In recent years, great research effort has been done to find reliable biomarkers in CSU. The problems with biomarkers in CSU are their specificity, usefulness in clinical practice and availability. It is not clear if inflammation, autoimmunity, coagulation processes in CSU may overlap or one play a dominant part in pathogenesis. It has been shown that markers of inflammation (IL-6, CRP) and coagulation/fibrinolysis (D-dimer) are related in CSU, and that there may be an interaction between these biological systems [14]. This suggests the existence of different phenotypes in CSU. The role of the biomarker is to identify these different groups of patients, to classify them according to the underlying pathophysiological mechanism and to find the best therapy option.
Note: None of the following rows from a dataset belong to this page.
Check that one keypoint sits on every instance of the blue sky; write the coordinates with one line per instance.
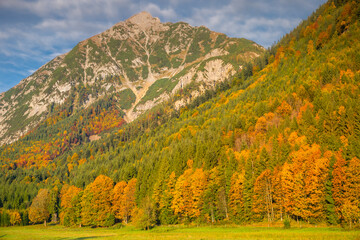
(32, 32)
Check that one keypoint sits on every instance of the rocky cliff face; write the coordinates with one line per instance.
(152, 59)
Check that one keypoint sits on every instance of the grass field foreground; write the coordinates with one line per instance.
(177, 232)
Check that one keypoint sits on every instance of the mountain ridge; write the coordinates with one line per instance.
(133, 54)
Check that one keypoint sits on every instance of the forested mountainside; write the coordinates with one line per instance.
(276, 142)
(137, 64)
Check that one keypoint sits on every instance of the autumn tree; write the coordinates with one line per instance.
(188, 194)
(67, 195)
(263, 195)
(39, 209)
(15, 218)
(96, 202)
(236, 198)
(118, 199)
(128, 200)
(145, 216)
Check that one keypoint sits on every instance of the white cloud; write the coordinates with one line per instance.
(44, 29)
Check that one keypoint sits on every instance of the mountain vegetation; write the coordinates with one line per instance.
(137, 63)
(279, 141)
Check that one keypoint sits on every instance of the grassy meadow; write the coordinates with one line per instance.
(177, 232)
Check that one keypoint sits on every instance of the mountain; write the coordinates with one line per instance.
(277, 141)
(140, 62)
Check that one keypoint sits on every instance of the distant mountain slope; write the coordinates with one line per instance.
(148, 59)
(280, 142)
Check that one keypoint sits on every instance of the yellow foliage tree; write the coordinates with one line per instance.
(39, 209)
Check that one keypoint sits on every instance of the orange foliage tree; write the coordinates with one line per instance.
(96, 203)
(39, 209)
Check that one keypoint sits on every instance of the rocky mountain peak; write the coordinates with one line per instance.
(144, 19)
(138, 63)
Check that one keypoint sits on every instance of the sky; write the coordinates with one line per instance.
(33, 32)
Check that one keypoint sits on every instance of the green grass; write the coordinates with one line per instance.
(177, 232)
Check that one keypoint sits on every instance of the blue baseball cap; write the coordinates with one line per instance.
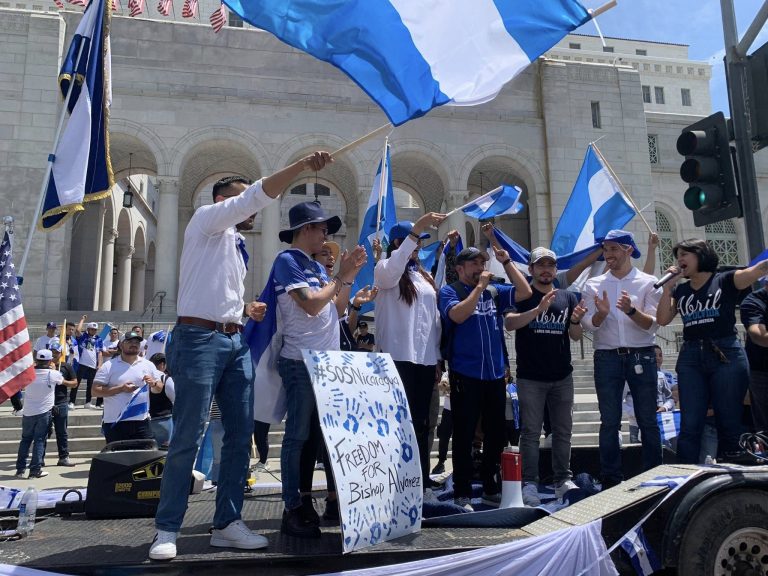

More studies are needed in the future to resolve these issues.
Conclusions
CRP, D-dimer, and PT may be considered as biomarkers for distinguishing patients with CSU from controls. However, CRP, D-dimer, aPTT and C3 do not correlate with disease activity, but their involvement in CSU should be considered and further explored. Our results indicate the role of C4 as a marker of disease activity, but more studies are needed to evaluate the role of the complement system in urticaria. C-reactive protein and C4 are inflammation markers and they are increased in CSU patients, so inflammation may have an important part in CSU pathogenesis.